在另外一篇文章中,大师指出:
oracle对于assm中块的使用率标志有四种:
0---25,25---50,50----75,75--100
所以联合pctfree,在做判断的时候是否会出现问题,就是使得实质上的 pctused 显得过高,假设pctfree = 10 ,则pctused 实质上成为了 75,pctfree = 26则 pctused实质上成为了 50 ?
Automatic Segment Space Management
This is the concept of locally managed segments - must be set at tablespace level and in LMTs only. Each extent in the segment has a bitmap block containing a set of bits to represent the 'fullness' of each block in the extent. For large extents, a hierarchy of bitmap blocks is required.
create tablespace ...
segment space management auto;
Each block in the extent can be either 0-25% full, 25-50% full, 50-75% full or 75-100% full and the bits will be set accordingly. An additional bit indicates whether or not pctfree has been exceeded. Eg. For a pctfree of 10%, a block would be considered to have free space unless the bit representing 75-100% had been set. If the block utilisation dropped below 75% full, the bit for the block would be cleared and the block could then be considered for row insertion.
This introduces a complication in that each extent now has it's own high water mark. Forunately, free blocks above this extent high water mark (now known as unformatted) are not read when the table is full table scanned.
Some observations about ASSM:
Heavy, concurrent inserts will spray rows across extents and could even distribute rows randomly within an extent. This will have a significant impact on the clustering factor for any indexes created on the table.
Full table scans read the extent bitmap to determine which blocks in the extent are unformatted (ie. above the extent high water mark).
What would happen if adjusting pctfree would cause a block to cross a 'fullness' boundary? The bitmaps would not represent the blocks accurately. Fortunately, DBMS_REPAIR now includes a SEGMENT_FIX_STATUS procedure to account for this. You would need to remember to run this procedure if you adjust pctfree for any segment in an ASSM tablespace.
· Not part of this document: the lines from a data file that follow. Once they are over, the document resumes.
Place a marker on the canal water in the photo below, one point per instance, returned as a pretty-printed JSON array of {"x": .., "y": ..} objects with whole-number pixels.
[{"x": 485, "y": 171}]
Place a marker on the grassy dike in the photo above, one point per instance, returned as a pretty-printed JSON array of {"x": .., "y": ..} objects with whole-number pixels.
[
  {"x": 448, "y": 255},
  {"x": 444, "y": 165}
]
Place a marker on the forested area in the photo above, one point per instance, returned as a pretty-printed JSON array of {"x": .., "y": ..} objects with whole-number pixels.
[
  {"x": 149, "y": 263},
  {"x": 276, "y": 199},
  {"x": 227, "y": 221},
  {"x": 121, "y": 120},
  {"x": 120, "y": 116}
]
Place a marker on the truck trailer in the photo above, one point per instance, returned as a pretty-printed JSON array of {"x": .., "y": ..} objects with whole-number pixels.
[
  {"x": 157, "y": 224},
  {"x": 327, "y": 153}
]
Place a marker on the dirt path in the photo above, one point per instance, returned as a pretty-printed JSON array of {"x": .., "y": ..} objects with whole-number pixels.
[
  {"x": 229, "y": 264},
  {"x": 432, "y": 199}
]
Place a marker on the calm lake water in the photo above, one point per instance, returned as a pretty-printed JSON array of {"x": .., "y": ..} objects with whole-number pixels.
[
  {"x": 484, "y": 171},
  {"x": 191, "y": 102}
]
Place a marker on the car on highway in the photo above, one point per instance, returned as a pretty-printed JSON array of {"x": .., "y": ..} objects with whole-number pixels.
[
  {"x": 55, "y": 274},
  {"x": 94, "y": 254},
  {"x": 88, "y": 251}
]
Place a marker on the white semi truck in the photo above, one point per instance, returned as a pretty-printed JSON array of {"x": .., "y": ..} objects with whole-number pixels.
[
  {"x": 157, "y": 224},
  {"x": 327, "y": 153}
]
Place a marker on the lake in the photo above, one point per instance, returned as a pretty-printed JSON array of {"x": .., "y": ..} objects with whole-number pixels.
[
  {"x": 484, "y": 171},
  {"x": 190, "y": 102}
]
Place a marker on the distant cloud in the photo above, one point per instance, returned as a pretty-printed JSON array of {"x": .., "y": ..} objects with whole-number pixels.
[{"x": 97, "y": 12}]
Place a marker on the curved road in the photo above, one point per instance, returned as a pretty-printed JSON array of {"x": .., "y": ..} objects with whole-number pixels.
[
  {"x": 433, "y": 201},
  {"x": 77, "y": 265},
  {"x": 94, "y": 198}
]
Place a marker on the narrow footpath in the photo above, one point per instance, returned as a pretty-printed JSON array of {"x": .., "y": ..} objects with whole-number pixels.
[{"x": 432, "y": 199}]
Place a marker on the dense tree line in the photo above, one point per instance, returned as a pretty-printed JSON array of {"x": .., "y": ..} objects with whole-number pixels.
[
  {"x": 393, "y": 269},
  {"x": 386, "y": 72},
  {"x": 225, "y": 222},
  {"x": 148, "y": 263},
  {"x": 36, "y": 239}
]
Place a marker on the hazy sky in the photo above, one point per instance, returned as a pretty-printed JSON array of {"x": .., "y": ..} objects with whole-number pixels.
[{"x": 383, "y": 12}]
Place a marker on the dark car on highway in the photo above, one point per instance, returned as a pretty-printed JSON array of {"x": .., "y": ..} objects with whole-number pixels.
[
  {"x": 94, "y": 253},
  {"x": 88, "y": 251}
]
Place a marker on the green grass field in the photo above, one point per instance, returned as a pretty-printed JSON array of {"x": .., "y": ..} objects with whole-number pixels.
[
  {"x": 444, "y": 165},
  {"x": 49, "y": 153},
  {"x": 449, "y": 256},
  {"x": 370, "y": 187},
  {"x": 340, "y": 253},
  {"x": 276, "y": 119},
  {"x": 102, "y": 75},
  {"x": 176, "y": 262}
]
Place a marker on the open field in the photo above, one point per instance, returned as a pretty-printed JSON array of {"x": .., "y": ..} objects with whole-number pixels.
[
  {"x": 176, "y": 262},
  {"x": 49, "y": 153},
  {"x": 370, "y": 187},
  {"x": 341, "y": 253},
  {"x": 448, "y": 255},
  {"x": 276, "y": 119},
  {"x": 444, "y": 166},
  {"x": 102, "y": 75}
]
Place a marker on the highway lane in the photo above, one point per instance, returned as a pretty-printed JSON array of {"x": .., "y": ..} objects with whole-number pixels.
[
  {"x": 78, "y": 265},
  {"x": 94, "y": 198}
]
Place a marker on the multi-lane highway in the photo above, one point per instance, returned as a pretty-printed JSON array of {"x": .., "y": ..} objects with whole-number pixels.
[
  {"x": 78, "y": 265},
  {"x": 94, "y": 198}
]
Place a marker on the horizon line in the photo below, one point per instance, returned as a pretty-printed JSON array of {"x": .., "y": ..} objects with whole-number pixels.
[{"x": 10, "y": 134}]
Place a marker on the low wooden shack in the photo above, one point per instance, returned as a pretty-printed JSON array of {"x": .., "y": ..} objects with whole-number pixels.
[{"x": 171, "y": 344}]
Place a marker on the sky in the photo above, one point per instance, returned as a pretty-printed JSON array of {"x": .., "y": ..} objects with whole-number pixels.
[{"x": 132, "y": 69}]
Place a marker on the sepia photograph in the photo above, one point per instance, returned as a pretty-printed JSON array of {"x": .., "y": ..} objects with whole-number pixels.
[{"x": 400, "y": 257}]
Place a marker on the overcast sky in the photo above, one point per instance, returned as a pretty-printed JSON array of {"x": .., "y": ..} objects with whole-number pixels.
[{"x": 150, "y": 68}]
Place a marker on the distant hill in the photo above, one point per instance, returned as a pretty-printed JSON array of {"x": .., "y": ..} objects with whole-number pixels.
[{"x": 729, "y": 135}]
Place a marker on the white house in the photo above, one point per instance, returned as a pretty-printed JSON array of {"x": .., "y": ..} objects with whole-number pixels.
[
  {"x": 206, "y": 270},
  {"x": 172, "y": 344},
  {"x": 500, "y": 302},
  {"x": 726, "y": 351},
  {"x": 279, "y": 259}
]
On a personal note, I fail to see any advantage of ASSM. It cannot benefit concurrency (and therefore scalability) and depending on the number of extents and the pctfree setting, you could end up wasting space at best and seriously damaging performance at worst (as indexes become less viable). To me, it seems that Oracle is attempting to 'dumb down' what is an extremely important and fundamental aspect of data storage. What was wrong with freelists anyway? The 'less performance in exchange for low maintenance' trade-off doesn't work because of the issue with changing pctfree.